なお、実施例2及びその変形例では、次の発明が開示される。この発明は、第1シリンダ内を往復運動する第1ピストンと、前記第1ピストンと所定の位相差をもって、第2シリンダ内を往復運動する第2ピストンと、前記第1シリンダの一端及び前記第2シリンダの一端が接続されるケース体と、前記第1ピストンの上死点側における特定位置において、前記第1シリンダ内の第1作動空間と前記ケース体の内部空間とを連通させる第1連通通路と、前記第2ピストンの下死点側における特定位置において、前記第2シリンダ内の第2作動空間と前記ケース体の内部空間とを連通させる第2連通通路と、を含むことを特徴とするピストン機関である。
このピストン機関は、第1ピストンの上死点側における特定位置及び第2ピストンの下死点側における特定位置において、作動空間とクランクケース内部空間とを連通させる。これによって、平均クランクケース内圧力の変化に対する平均作動空間内圧力の応答速度を向上させることができる。
また、次の発明は、第1シリンダ内を往復運動する第1ピストンと、前記第1ピストンと所定の位相差をもって、第2シリンダ内を往復運動する第2ピストンと、前記第1シリンダの一端及び前記第2シリンダの一端が接続されるケース体と、前記第1ピストンの上死点側における特定位置において、前記第1シリンダ内の作動空間と前記ケース体の内部空間とを連通させる第1連通通路と、前記第1ピストンの下死点側における特定位置において、前記第1シリンダ内の作動空間と前記ケース体の内部空間とを連通させる第2連通通路と、を含むことを特徴とするピストン機関である。

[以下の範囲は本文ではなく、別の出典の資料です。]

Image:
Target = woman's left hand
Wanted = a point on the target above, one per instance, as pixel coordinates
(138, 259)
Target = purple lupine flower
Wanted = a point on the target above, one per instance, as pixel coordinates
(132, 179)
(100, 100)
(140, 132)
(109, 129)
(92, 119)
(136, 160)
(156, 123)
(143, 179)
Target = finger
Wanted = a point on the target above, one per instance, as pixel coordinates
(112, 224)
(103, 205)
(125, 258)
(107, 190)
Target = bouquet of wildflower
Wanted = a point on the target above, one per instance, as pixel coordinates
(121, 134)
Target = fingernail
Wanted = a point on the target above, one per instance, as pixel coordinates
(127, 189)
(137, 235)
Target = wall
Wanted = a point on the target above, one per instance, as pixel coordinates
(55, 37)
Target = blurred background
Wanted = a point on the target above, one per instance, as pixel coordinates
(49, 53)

このピストン機関は、第1ピストンの上死点側及び下死点側における特定位置において、作動空間とクランクケース内部空間とを連通させる。これによって、平均クランクケース内圧力の変化に対する平均作動空間内圧力の応答速度を向上させることができる。
なお、上記においては、ピストン機関を備える熱機関がスターリングエンジンである場合の例を用いて、その構成、作用、効果を説明したが、この実施例に係るピストン機関は、スターリングエンジン以外の熱機関や装置に対しても容易に適用可能である。そして、適用された場合には、上記と同様の有用性を有する。
以上のように、本発明に係るピストン機関は、ピストンの往復運動を回転運動に変換する熱機関に有用であり、特に、ピストンに対する加工を最小限に抑えること、に適している。
この実施例に係るピストン機関を示す断面図である。 この実施例に係るピストン機関の作動空間内における作動流体の時間に対する圧力変化を示す説明図である。 この実施例に係るピストン機関が備えるピストンの変位量とクランク軸の回転角度との関係を示す説明図である。 この実施例に係るピストン機関の変形例を示す説明図である。 この実施例に係るピストン機関を示す説明図である。 この実施例に係るピストン機関の作動空間内圧力の変化を示す説明図である。 この実施例の変形例に係るピストン機関を示す説明図である。 この変形例に係るピストン機関の作動空間内圧力の変化を示す説明図である。
符号の説明
1、1a、1b、1c ピストン機関
2 シリンダ
2I 作動空間
2H 高温側シリンダ
2L 低温側シリンダ
2IH 高温側作動空間
2IL 低温側作動空間
3、3a ピストン
3H 高温側ピストン
3L 低温側ピストン
4 クランクケース
4I クランクケース内部空間
12 連通通路
12H 高温側連通通路
12L 低温側連通通路
12H1 第1連通通路
12H2 第2連通通路
13c クランクケース開口部
13s 作動空間開口部
13Hc 高温側クランクケース開口部
13Hs 高温側作動空間開口部
13Lc 低温側クランクケース開口部
13Ls 低温側作動空間開口部
13Hc1 第1クランクケース開口部
13Hs1 第1作動空間開口部
13Hc2 第2クランクケース開口部
13Hs2 第2作動空間開口部
15H 高温側逆止弁
15L 低温側逆止弁
15H1 第1逆止弁
15H2 第2逆止弁

Claims (7)

  1. シリンダ内をピストンが往復運動するピストン機関であって、
    前記シリンダの一端が接続されるケース体と、
    前記シリンダ内の作動空間に設けられる作動空間開口部、及び前記ケース体の内部空間に設けられるケース体開口部と、
    前記作動空間開口部と前記ケース体開口部とを接続する連通通路と、を含み、
    前記ピストンが予め定めた特定位置にあるときには、前記作動空間開口部及び前記ケース体開口部の両方が同時に開口して、前記作動空間と前記ケース体の内部空間とが連通することを特徴とするピストン機関。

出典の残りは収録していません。